Зная, что nulla species nova – полная чушь, тем не менее он видел в этих геологических слоях обнадеживающий знак упорядоченного существования. Возможно, издалека просматривался социальный символизм в том, как крошились серо-голубые уступы; по сути же он видел, как возносится время, в котором непреложные законы (и, следовательно, благодатные в своей божественности, ибо кто будет спорить с тем, что порядок не есть высшая человеческая ценность?) весьма удобно сочетаются с выживанием самых лучших и наиболее приспособляемых – exemplia gratia[34] Чарльз Смитсон, в прекрасный весенний день, наедине с природой, энергичный и пытливый, понимающий и принимающий, наблюдательный и благодарный. Не хватало только вывода о крушении «лестницы природы»: если новые виды могут появляться, то старые нередко должны уступать им дорогу. Вымирание индивида для Чарльза, как и для любого викторианца, не составляло секрета. А вот общее вымирание… этой концепции в его сознании не было, как не было ни одного облачка у него над головой, хотя вскоре, после того как он снова натянул на себя чулки, гетры и ботинки, он держал в руках очень конкретное тому подтверждение.
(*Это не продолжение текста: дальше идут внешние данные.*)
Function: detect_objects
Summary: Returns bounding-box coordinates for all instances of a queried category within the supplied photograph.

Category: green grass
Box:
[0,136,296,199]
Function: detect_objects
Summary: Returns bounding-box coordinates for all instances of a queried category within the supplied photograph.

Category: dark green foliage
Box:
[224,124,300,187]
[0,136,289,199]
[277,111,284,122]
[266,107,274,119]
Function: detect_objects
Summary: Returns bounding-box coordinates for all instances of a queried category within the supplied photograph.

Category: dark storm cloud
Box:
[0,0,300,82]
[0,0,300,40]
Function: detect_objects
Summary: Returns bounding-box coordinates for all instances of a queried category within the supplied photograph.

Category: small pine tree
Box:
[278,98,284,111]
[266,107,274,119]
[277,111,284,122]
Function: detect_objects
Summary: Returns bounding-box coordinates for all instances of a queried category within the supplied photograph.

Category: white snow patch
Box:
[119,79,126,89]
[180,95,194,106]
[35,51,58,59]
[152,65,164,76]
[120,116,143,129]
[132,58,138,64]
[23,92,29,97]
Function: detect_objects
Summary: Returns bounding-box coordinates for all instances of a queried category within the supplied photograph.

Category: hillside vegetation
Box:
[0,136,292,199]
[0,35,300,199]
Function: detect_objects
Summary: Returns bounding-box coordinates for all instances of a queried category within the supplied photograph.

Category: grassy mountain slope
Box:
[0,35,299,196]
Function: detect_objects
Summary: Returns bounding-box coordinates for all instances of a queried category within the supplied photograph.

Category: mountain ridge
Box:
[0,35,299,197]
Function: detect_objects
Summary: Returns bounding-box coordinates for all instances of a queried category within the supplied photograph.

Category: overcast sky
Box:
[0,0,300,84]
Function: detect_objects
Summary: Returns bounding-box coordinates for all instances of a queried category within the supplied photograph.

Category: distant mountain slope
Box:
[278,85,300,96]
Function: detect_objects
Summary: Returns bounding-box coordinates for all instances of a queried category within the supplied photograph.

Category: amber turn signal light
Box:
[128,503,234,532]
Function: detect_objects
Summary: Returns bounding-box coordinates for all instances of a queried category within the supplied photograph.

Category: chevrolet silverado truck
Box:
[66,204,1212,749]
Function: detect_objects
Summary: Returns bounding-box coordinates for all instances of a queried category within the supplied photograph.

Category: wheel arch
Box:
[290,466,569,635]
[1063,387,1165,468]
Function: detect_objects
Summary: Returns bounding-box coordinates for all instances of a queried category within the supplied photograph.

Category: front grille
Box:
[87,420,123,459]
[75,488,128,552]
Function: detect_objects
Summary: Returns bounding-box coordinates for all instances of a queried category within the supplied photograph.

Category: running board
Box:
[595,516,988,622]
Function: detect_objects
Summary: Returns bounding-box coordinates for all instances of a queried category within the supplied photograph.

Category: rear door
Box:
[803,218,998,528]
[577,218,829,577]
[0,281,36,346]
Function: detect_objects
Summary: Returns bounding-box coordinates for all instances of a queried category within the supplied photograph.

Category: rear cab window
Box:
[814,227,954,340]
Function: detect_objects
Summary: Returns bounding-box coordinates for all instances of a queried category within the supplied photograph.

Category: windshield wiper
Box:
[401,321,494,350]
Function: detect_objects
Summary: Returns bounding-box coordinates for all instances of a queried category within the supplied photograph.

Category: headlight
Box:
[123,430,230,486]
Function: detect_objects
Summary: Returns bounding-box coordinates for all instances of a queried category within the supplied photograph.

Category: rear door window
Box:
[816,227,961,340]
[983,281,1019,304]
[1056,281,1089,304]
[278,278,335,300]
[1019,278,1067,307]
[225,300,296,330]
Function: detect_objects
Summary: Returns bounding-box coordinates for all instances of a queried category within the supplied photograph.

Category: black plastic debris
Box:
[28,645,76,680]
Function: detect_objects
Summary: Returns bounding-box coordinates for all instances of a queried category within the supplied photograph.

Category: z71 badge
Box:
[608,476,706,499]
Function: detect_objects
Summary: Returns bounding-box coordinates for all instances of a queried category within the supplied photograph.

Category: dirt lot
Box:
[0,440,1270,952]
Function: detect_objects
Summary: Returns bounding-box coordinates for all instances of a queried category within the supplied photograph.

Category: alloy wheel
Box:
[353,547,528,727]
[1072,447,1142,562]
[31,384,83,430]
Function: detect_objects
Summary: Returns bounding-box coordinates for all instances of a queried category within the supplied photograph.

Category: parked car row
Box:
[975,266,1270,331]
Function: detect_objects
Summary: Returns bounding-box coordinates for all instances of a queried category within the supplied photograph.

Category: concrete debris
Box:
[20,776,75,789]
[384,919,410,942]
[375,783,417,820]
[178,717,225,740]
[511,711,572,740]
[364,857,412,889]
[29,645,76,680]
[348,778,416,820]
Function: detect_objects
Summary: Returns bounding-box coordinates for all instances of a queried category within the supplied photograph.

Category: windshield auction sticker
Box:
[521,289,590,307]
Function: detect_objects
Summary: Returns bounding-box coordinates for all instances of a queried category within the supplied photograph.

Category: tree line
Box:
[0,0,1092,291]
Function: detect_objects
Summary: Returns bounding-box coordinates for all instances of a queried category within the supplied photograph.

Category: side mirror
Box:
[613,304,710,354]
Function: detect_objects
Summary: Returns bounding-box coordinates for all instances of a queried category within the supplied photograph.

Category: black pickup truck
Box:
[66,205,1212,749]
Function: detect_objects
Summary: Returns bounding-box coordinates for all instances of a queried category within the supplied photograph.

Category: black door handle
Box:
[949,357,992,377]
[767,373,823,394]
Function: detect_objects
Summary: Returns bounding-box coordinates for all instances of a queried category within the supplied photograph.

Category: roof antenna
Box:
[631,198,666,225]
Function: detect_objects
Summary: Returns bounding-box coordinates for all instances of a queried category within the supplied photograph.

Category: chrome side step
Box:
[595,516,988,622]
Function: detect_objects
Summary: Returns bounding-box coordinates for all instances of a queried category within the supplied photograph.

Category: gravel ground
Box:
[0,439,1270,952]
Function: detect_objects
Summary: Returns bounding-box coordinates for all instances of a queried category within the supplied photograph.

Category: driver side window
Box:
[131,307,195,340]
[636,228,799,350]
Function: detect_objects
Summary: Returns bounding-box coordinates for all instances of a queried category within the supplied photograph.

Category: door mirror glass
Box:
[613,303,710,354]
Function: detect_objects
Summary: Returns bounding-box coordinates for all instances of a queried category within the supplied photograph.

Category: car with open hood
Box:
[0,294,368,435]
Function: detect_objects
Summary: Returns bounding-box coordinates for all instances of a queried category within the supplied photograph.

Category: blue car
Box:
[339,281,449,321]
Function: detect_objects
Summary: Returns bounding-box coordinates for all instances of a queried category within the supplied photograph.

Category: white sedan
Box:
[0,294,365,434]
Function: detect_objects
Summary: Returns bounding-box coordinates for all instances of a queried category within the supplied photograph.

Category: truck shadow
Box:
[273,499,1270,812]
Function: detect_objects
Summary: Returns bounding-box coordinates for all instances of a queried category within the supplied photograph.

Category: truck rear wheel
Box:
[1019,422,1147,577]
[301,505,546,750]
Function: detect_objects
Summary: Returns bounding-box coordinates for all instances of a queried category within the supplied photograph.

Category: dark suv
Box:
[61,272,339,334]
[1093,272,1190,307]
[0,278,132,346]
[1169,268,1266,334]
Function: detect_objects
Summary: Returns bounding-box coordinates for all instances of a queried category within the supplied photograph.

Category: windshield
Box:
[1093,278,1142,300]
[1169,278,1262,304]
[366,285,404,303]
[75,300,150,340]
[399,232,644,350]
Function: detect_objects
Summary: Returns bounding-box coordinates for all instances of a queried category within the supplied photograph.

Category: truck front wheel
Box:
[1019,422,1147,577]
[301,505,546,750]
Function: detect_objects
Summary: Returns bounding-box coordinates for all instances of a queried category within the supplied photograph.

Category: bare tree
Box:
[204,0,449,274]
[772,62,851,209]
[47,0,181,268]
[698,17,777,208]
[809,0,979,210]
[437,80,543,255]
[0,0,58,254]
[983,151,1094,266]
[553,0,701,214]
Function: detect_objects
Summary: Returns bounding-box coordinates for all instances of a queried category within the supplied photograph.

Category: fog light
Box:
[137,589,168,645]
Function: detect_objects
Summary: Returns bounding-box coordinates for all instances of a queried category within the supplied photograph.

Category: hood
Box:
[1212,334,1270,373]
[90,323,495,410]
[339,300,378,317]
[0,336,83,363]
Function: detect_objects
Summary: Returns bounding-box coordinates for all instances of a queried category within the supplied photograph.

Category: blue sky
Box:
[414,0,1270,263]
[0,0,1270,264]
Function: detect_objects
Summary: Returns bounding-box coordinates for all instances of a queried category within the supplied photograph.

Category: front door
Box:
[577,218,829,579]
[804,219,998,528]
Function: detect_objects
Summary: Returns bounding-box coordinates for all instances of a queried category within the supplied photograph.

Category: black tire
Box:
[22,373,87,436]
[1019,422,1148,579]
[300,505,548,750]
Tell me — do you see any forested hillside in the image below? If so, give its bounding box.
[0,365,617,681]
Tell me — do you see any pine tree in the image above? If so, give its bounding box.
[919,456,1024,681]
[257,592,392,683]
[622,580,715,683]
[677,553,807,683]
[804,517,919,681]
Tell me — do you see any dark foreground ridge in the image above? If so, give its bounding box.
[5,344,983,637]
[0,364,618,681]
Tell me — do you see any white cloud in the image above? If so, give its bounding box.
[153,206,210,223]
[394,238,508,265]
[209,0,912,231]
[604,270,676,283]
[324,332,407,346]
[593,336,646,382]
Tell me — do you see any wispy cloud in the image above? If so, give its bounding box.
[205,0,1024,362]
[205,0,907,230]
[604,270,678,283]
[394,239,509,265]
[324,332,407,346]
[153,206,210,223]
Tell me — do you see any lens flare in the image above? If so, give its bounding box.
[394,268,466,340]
Это был замечательный кусок леаса с аммонитовыми вкраплениями, изысканно светлый, микрокосм макрокосма, крученой галактики, которая прошлась своим колесом по десятидюймовой породе. Должным образом надписав ярлык – дата, место обнаружения, – он мысленно перескочил с научной темы на любовную. Он решил, что подарит этот камень Эрнестине. Такая красота не может ей не понравиться, к тому же очень скоро камень к нему вернется вместе с ней. А дополнительный груз за спиной лишь придавал веса его подарку. Долг, в приятном соответствии с течением эпохи, горделиво встрепенулся.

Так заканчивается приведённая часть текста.